Christ! Wasn't that a kick in the pants! Brenda had been a virgin when she'd spent that night with him. He knew that for sure because of the blood. Not a lot, but enough to know that he'd 'popped her cherry'.
"I'm sorry, I always thought that if she'd kept the baby, she'd have let you know, somehow. I mean, we all knew you were in the Air Force, I'm certain they could have located you."
"Yeah," he replied. He'd still been in training! Finding him wouldn't have been difficult. He'd have married her...hell, he'd planned on marrying her! After that night together, it was all he could think about! She'd been...distant...when she'd returned to school in September. She was carrying a heavy class schedule, so he'd convinced himself that she was just tired, completely focused on her studies. He tried to be the caring, supportive boyfriend. Seems there had been a damned good reason for her attitude. God, she must have hated him!

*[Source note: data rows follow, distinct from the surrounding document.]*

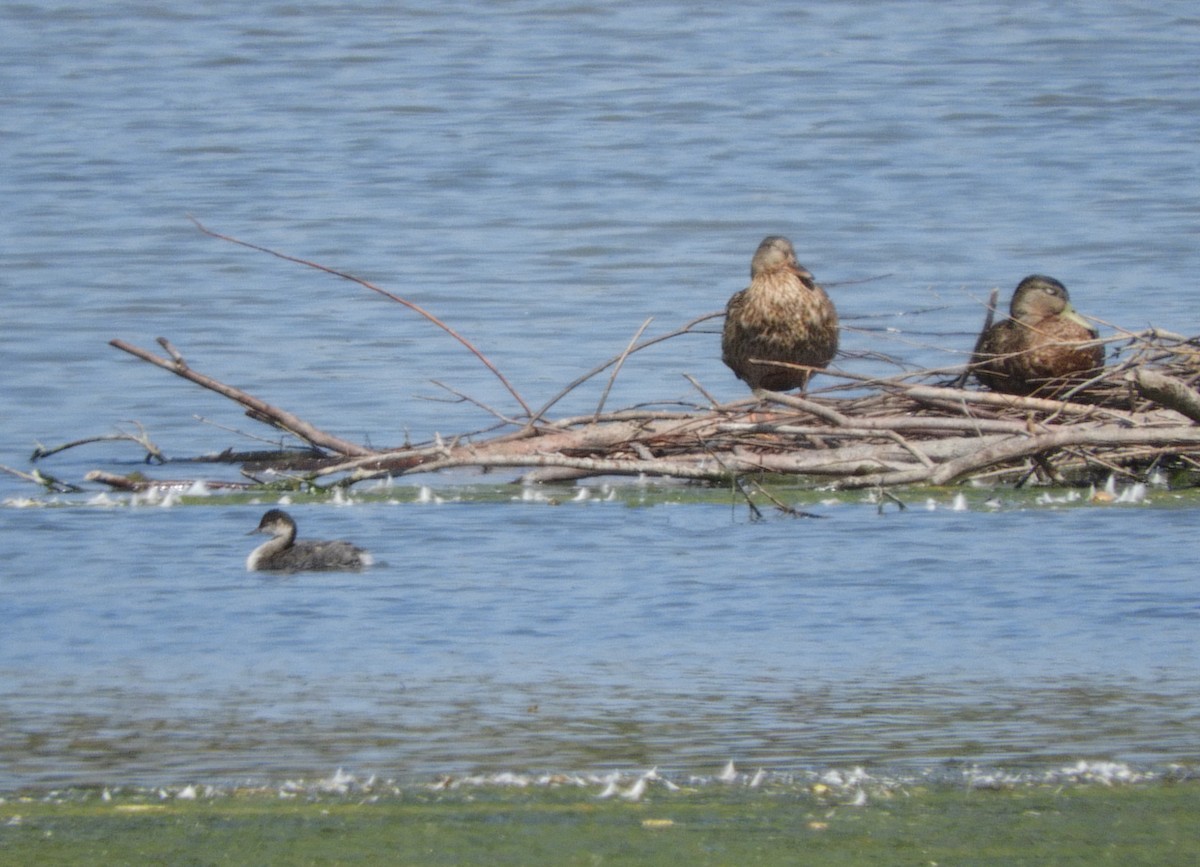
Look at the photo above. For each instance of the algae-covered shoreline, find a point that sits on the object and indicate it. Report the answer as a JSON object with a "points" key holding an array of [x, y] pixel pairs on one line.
{"points": [[1146, 821]]}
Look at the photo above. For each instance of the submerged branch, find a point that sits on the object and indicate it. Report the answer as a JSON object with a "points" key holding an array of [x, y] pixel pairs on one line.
{"points": [[259, 408]]}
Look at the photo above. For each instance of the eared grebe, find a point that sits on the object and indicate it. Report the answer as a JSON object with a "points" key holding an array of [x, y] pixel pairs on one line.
{"points": [[1039, 342], [781, 316], [282, 552]]}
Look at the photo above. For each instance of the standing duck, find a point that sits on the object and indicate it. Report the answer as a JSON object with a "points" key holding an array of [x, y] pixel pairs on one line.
{"points": [[781, 316], [282, 552], [1038, 348]]}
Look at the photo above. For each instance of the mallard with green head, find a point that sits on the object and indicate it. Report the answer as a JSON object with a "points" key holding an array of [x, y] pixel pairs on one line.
{"points": [[1042, 347], [781, 316]]}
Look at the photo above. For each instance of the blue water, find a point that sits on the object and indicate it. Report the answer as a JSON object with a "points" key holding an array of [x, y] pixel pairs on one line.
{"points": [[546, 179]]}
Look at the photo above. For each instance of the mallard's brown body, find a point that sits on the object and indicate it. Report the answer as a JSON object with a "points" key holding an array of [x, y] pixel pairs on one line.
{"points": [[783, 316], [1039, 348]]}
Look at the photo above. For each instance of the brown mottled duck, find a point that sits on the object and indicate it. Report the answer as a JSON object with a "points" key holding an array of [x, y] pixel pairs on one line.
{"points": [[781, 316], [1038, 348]]}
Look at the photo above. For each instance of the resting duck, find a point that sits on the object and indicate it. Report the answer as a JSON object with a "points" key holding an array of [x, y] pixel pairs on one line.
{"points": [[781, 316], [1037, 350]]}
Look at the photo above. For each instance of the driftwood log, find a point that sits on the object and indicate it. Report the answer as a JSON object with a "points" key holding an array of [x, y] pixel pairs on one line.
{"points": [[901, 431], [929, 428]]}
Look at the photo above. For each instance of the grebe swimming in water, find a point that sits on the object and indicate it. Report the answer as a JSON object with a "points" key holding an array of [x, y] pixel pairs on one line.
{"points": [[282, 552]]}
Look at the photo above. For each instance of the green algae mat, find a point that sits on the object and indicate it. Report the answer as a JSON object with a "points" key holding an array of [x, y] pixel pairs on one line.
{"points": [[1126, 824]]}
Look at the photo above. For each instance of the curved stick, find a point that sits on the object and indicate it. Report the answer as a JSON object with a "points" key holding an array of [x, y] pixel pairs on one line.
{"points": [[360, 281], [259, 408]]}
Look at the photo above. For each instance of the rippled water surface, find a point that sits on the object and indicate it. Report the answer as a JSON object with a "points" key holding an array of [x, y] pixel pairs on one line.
{"points": [[546, 179]]}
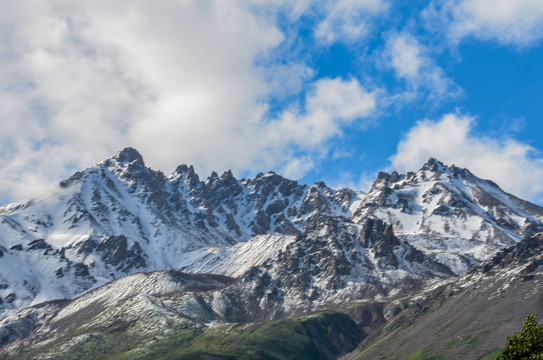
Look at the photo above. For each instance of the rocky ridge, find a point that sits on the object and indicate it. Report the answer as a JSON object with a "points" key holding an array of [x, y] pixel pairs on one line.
{"points": [[120, 217]]}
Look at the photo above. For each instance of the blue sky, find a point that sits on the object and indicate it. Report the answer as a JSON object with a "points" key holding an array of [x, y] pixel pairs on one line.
{"points": [[332, 90]]}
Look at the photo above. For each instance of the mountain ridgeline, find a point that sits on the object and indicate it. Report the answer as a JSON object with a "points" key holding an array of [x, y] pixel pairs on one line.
{"points": [[121, 246]]}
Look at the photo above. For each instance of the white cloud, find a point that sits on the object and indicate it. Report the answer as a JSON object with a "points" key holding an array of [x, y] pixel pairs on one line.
{"points": [[183, 82], [513, 22], [348, 20], [515, 166], [411, 62]]}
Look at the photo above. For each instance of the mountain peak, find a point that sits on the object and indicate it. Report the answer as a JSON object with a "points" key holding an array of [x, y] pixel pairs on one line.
{"points": [[129, 155], [434, 165]]}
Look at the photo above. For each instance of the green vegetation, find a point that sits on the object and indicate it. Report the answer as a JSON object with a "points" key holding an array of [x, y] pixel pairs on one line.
{"points": [[527, 345], [318, 336], [423, 355]]}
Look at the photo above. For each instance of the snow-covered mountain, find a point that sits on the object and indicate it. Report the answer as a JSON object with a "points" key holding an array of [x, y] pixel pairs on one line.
{"points": [[303, 244]]}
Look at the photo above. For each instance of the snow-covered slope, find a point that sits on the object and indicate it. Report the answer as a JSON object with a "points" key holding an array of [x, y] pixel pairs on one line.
{"points": [[120, 217], [450, 213]]}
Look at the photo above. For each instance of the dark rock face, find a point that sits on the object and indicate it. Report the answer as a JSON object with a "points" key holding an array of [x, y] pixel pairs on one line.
{"points": [[114, 251]]}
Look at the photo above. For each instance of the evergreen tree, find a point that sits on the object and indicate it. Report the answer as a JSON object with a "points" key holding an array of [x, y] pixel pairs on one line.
{"points": [[526, 345]]}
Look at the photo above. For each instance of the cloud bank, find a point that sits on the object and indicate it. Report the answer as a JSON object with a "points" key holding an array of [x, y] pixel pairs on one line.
{"points": [[515, 166], [183, 82]]}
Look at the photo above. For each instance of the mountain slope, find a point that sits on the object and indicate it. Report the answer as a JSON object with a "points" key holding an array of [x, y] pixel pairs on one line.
{"points": [[469, 318], [120, 217]]}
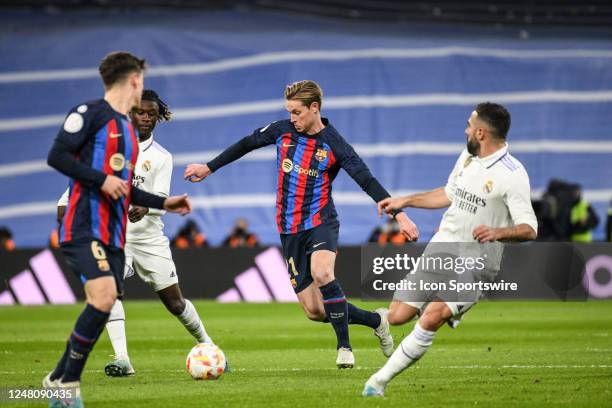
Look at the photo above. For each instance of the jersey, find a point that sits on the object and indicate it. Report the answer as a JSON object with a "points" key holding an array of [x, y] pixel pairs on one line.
{"points": [[306, 167], [153, 173], [104, 142], [492, 190]]}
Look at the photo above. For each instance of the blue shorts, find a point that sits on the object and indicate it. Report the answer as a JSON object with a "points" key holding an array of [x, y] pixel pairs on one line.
{"points": [[298, 247], [91, 259]]}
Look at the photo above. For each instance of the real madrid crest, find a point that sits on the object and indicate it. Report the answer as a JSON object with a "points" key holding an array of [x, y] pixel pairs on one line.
{"points": [[321, 154], [488, 187], [117, 162]]}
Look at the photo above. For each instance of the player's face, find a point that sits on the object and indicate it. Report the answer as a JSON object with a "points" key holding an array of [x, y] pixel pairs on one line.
{"points": [[470, 133], [138, 85], [145, 118], [303, 117]]}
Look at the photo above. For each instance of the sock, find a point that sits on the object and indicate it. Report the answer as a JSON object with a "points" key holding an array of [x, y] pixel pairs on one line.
{"points": [[61, 365], [336, 309], [363, 317], [116, 330], [86, 331], [411, 349], [192, 322]]}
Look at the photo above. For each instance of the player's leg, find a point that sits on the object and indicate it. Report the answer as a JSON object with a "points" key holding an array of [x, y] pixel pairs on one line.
{"points": [[184, 311], [154, 265], [411, 349], [120, 366], [98, 266], [402, 312]]}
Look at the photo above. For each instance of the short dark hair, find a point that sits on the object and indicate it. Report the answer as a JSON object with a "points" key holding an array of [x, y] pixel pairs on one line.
{"points": [[163, 109], [116, 66], [496, 116]]}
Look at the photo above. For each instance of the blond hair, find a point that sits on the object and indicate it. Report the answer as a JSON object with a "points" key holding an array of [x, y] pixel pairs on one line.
{"points": [[305, 91]]}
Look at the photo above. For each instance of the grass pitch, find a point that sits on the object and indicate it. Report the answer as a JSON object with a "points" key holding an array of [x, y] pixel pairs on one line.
{"points": [[503, 354]]}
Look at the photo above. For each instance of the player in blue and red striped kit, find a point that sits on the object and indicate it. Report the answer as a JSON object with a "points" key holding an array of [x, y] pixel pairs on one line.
{"points": [[310, 153], [97, 148]]}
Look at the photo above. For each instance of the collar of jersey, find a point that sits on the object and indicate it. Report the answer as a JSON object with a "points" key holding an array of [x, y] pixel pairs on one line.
{"points": [[142, 146], [491, 159]]}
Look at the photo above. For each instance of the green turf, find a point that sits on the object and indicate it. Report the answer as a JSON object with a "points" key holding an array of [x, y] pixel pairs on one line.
{"points": [[503, 354]]}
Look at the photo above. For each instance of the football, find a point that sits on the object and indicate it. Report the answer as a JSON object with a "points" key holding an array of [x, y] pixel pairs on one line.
{"points": [[205, 361]]}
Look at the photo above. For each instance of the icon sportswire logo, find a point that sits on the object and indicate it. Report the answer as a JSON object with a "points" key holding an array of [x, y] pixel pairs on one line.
{"points": [[265, 282]]}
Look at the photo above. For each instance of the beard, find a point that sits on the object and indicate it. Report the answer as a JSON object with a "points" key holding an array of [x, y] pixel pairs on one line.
{"points": [[472, 146]]}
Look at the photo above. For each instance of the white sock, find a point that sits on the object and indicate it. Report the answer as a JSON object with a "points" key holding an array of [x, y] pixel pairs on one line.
{"points": [[410, 350], [193, 324], [116, 330]]}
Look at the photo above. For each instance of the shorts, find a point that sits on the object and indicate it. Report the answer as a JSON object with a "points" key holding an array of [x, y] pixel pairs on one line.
{"points": [[153, 263], [298, 247], [91, 259]]}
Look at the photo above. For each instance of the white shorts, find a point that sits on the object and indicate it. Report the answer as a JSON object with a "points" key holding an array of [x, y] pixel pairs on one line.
{"points": [[153, 263]]}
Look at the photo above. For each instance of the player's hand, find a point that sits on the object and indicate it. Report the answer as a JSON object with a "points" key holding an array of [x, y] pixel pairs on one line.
{"points": [[137, 213], [389, 205], [178, 204], [115, 187], [407, 227], [196, 172], [483, 233]]}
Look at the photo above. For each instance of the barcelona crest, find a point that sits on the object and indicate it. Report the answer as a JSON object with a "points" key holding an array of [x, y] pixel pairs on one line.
{"points": [[321, 154]]}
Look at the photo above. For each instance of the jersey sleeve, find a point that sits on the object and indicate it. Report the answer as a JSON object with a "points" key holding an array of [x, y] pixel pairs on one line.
{"points": [[451, 183], [518, 200], [70, 139], [161, 184], [259, 138], [350, 161], [63, 201]]}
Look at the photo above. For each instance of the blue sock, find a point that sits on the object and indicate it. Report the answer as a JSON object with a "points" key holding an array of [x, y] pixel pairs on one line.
{"points": [[61, 365], [336, 310], [86, 331], [363, 317]]}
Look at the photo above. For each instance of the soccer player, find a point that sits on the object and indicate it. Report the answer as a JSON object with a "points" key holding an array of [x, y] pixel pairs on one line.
{"points": [[97, 147], [488, 200], [147, 249], [310, 153]]}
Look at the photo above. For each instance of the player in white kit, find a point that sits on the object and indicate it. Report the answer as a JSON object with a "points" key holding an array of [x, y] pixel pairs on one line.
{"points": [[488, 200], [147, 249]]}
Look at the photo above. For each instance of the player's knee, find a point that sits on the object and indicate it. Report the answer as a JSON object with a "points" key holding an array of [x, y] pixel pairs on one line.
{"points": [[323, 275], [104, 301], [176, 306]]}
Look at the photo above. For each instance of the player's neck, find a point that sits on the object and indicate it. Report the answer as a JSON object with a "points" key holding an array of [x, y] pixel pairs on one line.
{"points": [[489, 149], [118, 100], [316, 127]]}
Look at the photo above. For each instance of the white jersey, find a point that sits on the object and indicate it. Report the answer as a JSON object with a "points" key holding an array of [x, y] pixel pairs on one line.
{"points": [[152, 174], [492, 190]]}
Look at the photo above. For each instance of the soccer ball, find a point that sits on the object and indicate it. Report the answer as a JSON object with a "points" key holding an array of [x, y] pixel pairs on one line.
{"points": [[205, 361]]}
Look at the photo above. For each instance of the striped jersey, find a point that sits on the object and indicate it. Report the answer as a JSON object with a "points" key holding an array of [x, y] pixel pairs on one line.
{"points": [[106, 142], [306, 167]]}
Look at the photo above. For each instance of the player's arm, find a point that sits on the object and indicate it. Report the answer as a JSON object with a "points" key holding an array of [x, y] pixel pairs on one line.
{"points": [[518, 201], [350, 161], [68, 142], [260, 138], [161, 187], [176, 204], [429, 199]]}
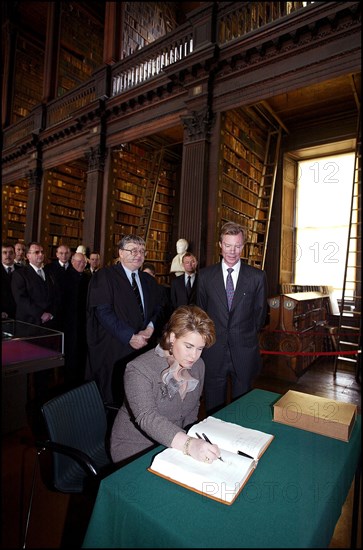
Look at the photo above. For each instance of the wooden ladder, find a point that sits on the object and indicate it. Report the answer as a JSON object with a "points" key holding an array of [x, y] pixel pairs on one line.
{"points": [[261, 224], [150, 195], [348, 337]]}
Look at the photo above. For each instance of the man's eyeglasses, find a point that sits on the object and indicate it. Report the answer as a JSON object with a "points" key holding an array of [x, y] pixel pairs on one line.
{"points": [[135, 251], [231, 247]]}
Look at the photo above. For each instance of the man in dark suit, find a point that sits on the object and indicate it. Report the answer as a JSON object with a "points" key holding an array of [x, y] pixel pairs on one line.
{"points": [[8, 305], [37, 297], [123, 312], [235, 354], [75, 321], [36, 294], [59, 269], [183, 289]]}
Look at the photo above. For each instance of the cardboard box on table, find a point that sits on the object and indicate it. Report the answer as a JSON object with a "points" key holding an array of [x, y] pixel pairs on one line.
{"points": [[321, 415]]}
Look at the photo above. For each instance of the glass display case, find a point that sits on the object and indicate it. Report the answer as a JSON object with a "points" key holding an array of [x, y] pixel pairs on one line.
{"points": [[29, 348], [26, 349]]}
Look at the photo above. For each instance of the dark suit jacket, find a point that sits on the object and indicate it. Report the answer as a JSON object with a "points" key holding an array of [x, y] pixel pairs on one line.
{"points": [[178, 292], [61, 275], [8, 304], [238, 328], [33, 296], [113, 316], [75, 322]]}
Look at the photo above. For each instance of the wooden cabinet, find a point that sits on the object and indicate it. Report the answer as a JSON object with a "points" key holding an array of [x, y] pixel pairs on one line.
{"points": [[295, 331], [249, 152]]}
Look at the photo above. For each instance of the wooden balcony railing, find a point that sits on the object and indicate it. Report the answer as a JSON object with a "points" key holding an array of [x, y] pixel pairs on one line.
{"points": [[235, 20]]}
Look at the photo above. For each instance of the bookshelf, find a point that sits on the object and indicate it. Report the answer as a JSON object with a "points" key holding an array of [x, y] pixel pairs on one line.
{"points": [[64, 192], [81, 49], [133, 173], [28, 77], [247, 177], [14, 205]]}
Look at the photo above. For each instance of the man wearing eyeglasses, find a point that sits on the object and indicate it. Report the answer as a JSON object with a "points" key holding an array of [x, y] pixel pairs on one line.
{"points": [[234, 295], [123, 313]]}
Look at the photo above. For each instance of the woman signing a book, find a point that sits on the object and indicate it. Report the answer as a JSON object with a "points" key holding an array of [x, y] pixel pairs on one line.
{"points": [[163, 388]]}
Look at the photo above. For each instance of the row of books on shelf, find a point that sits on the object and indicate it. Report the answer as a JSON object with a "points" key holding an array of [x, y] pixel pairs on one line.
{"points": [[233, 173], [233, 145], [241, 192], [240, 163], [290, 288]]}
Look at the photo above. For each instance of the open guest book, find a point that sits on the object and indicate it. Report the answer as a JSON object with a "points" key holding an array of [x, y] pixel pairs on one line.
{"points": [[222, 480]]}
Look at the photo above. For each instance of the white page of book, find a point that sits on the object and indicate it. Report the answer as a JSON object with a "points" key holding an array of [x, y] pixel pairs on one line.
{"points": [[232, 437], [218, 479]]}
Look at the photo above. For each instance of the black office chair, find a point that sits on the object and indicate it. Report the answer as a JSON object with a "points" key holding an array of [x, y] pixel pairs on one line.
{"points": [[77, 427]]}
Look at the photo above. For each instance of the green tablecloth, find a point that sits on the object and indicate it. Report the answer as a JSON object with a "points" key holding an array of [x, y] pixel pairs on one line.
{"points": [[293, 499]]}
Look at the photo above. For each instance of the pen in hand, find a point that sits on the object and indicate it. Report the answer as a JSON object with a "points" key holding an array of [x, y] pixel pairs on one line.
{"points": [[208, 441], [244, 454]]}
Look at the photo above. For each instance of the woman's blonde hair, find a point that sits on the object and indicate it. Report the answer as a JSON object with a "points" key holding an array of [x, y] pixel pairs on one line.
{"points": [[189, 319]]}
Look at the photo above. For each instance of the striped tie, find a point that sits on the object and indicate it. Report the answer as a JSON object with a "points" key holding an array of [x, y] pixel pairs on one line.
{"points": [[137, 293], [229, 287], [189, 287]]}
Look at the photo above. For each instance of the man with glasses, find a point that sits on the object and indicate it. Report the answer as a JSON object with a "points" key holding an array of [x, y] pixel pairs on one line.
{"points": [[234, 295], [36, 292], [123, 314]]}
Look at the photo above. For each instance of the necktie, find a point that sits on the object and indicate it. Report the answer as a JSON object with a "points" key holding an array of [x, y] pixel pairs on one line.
{"points": [[229, 287], [189, 286], [137, 293]]}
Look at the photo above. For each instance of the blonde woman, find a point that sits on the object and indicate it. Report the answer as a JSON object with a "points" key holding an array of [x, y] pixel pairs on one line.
{"points": [[163, 389]]}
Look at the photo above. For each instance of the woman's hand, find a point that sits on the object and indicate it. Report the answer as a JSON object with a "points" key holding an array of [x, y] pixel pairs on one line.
{"points": [[196, 448], [203, 451]]}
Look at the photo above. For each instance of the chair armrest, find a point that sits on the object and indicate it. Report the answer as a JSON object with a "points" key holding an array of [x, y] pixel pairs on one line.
{"points": [[82, 458]]}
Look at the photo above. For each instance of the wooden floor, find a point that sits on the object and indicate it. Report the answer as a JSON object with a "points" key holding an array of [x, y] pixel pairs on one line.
{"points": [[59, 520]]}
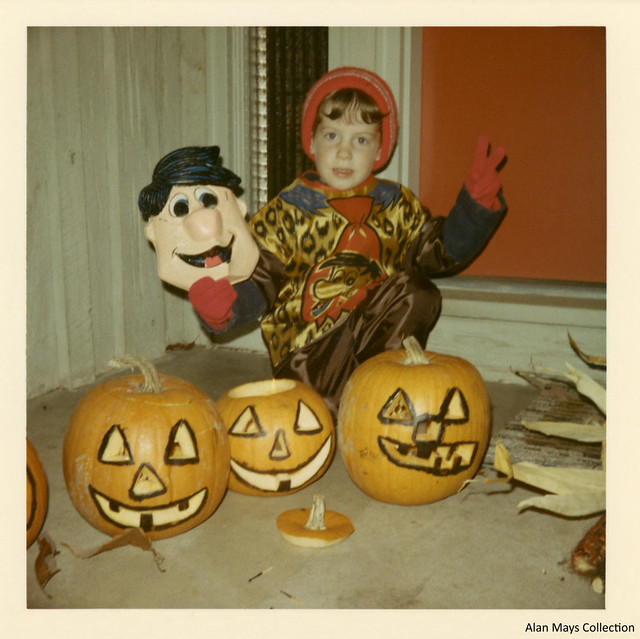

Then one night in late October, just a couple of days before Halloween, if he was remembering correctly, he'd trudged over to the dorm to see her in the pouring rain...and she was gone. Natalie had been stunned, had come back to the room to find Brenda and her things...gone. Just...gone. He'd been devastated. Calls to her home remained unanswered. The minute he spoke, asking for her, whoever picked up immediately slammed the phone down. His grades began to fall. By mid-terms he knew that graduating was a fifty-fifty proposition. In January he'd gone to the recruiter's office. By February, he was in boot camp. And had been chosen for special training.
"That's why you joined the Air Force," Natalie said, her eyes widening with insight.
"One of the reasons, yeah," he admitted. Probably the single largest contributing factor, if he were honest with himself.
She sat there staring at her glass. It was better than looking at his face...the pain...the shock in his blue eyes. Why in the hell hadn't she just kept her mouth shut? She hadn't even let the man get inside the door before she was telling him about the child he'd fathered. The child he'd never known about. For all she knew, he was married and had half a dozen kids and a few grandkids! Why had she opened her mouth? "Look, I'm sorry to have dumped all of this on you like this. I just...I guess I always thought that you knew...that Brenda would have contacted you."
"Well, she didn't." He tossed back the last of his drink. Felt it burning in his stomach. He reached for the name tag on his jacket, pulled it off and folded it in half. "You'll understand if I don't feel like going back up there."
She nodded.
"Don't know why I was invited in the first place," he muttered. "I didn't even graduate!"
"Gary, if...if you ever need to talk..." She opened her purse, pulled out a business card. Wrote a number on the back. "That's my home phone. Any time."
"It's not necessary but...thanks." Numb fingers tucked the card into his shirt pocket.
She gave a bitter laugh. "I figure I owe you, after what I've just done!"
He didn't say a word. Didn't even acknowledge that she'd spoken. He stood up, managed to get his legs to work well enough to carry him back to the rental car. He dropped down into the seat. Out there, somewhere, was his kid. A part of him. What a fucking kick in the pants!